À l'issue de ce dialogue, le Gouvernement a pris un certain nombre d'engagements qui ne remettent pas en cause la mission de l'AFP mais qui mettent en conformité son statut avec le droit européen. Il a ainsi prévu de distinguer la subvention ayant pour objet de compenser les coûts nets des missions d'intérêt général exercées par l'AFP du paiement des abonnements souscrits par les services de l'État auprès de l'AFP dont le montant devra être conforme au prix du marché.

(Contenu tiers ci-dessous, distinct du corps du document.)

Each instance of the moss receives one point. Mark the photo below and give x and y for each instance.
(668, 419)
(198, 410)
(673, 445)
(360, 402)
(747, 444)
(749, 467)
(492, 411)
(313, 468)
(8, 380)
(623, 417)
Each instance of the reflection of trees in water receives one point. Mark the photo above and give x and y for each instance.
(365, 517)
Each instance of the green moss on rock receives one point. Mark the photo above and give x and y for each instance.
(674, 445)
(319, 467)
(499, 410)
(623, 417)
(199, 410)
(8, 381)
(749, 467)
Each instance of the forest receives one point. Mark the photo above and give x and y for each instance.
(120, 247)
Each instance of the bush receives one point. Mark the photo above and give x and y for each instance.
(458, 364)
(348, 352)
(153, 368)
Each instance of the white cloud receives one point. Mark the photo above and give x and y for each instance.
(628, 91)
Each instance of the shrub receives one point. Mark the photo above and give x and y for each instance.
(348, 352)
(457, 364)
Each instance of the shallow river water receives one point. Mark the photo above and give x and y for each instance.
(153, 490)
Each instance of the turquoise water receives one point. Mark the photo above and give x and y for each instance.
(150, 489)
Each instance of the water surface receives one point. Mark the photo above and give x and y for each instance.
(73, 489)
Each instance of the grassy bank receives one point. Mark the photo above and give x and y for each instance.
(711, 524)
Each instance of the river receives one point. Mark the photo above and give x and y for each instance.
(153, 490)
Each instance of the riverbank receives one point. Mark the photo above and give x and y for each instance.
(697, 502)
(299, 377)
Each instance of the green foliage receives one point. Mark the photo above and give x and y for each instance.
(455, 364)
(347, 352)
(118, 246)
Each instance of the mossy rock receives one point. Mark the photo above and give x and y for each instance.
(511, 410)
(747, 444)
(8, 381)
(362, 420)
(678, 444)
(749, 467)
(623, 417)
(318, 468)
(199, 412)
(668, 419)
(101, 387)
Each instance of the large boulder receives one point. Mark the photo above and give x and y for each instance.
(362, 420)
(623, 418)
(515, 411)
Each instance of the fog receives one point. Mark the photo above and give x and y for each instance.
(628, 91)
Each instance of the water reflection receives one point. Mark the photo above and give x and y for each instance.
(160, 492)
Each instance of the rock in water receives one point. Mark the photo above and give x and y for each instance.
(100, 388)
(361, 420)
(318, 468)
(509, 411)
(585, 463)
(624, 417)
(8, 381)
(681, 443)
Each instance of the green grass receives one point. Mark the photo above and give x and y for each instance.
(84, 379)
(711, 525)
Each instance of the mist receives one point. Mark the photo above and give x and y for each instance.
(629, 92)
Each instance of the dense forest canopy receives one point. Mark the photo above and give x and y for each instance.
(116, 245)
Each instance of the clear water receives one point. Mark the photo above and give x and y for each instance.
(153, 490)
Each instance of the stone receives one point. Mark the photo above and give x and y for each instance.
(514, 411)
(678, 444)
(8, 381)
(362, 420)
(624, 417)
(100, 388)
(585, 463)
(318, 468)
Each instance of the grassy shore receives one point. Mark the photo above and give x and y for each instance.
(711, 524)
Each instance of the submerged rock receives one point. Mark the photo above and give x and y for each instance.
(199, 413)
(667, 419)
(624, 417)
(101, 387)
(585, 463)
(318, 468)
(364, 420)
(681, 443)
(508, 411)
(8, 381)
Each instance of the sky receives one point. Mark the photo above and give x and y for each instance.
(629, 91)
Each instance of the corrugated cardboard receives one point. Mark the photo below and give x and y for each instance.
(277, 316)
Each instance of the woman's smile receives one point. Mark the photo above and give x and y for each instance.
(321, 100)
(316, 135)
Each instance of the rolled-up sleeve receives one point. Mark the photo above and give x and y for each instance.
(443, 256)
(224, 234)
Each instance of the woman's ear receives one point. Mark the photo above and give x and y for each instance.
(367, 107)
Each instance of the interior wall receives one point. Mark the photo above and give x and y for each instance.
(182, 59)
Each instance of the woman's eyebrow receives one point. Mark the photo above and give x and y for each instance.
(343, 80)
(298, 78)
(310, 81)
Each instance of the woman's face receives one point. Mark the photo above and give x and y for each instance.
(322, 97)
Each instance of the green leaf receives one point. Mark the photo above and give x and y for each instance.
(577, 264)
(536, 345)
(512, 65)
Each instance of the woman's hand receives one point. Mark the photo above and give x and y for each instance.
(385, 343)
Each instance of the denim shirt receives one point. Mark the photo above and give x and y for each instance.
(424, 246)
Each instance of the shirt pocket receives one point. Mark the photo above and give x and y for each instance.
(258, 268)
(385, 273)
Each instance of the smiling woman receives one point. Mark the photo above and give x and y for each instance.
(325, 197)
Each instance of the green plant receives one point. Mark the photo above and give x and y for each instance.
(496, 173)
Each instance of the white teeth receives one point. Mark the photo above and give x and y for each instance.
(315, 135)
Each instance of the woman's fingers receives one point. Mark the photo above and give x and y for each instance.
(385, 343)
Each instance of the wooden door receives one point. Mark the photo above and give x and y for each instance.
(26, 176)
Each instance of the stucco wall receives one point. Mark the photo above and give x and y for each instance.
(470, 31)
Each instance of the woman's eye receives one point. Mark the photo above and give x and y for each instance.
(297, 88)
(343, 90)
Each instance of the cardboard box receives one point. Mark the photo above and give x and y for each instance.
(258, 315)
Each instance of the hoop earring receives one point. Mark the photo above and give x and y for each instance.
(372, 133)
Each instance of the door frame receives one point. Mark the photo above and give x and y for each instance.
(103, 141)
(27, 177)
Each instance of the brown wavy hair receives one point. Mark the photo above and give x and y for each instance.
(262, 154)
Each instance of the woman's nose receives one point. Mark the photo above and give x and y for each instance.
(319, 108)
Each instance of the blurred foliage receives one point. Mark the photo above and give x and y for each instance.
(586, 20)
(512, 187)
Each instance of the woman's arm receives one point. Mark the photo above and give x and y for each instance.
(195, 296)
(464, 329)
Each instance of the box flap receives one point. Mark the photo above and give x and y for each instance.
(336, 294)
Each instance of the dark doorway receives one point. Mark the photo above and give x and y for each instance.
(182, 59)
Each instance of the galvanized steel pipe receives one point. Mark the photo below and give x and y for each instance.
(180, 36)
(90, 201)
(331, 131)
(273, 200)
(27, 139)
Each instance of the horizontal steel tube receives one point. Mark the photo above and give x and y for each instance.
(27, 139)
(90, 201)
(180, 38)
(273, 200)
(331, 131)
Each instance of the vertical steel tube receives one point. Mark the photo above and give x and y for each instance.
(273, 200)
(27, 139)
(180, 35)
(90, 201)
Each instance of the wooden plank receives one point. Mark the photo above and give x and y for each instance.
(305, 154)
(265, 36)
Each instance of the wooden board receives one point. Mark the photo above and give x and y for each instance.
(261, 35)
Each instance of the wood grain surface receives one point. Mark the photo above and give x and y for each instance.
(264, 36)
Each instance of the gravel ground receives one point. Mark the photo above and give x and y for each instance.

b) La spécificité de l'Agence France-Presse reconnue par la proposition de loi

Les engagements pris par le Gouvernement envers la Commission européenne se traduisent dans la proposition de loi par quatre dispositions :

- la commission financière de l'AFP se voit reconnaître la mission de s'assurer annuellement que la compensation financière versée par l'État n'excède pas les coûts nets générés par l'accomplissement des missions d'intérêt général. Cette disposition attribue donc à un organe de l'AFP indépendant le soin de veiller au respect des obligations de l'Agence en matière de règlementation européenne sur les aides publiques ;

- l'article 13 de la loi du 10 janvier 1957 précitée est modifié afin de prévoir que « les activités de l'Agence France-Presse ne relevant pas des missions d'intérêt général définies aux articles 1 er et 2 font l'objet d'une comptabilité séparées » . Cette disposition est la plus importante puisqu'elle permet d'assurer qu'il n'y aura pas de financements croisés des activités marchandes par des aides publiques ;

- la proposition de loi précise également que les prix des abonnements souscrits par l'État auprès de l'AFP seront dorénavant déterminés sur la base des « grilles tarifaires générales de l'agence » et que la convention devra prévoir les conditions de leur révision. Cette rémunération aux conditions du marché était demandée par la Commission européenne afin d'éviter une éventuelle surcompensation ;

- enfin, il est affirmé que « la responsabilité de l'État ne peut se substituer à celle de l'AFP envers ses créanciers », ce qui permet d'éviter de faire bénéficier l'Agence d'un éventuel avantage lié à la qualité du risque attaché à ses créances.

Votre commission estime que ces dispositions permettent non seulement de mettre le statut de l'AFP en conformité avec le droit européen en matière d'aides publiques mais qu'elles ont aussi le mérite de sécuriser le modèle de l'AFP pour l'avenir tout en reconnaissant la spécificité et l'importance de sa mission. Elle vous proposera donc de les adopter sans modification en considérant que l'AFP est aujourd'hui confortée dans son modèle juridique à défaut d'avoir pu stabiliser son modèle économique. Votre commission souhaite également donner acte au Gouvernement qu'il a défendu avec efficacité et pertinence l'AFP dans le cadre de ces échanges constructifs avec la Commission européenne.


* 5 Proposition de loi n° 522 (2010-2011) relative à la gouvernance de l'Agence France-Presse déposée par Jacques Legendre.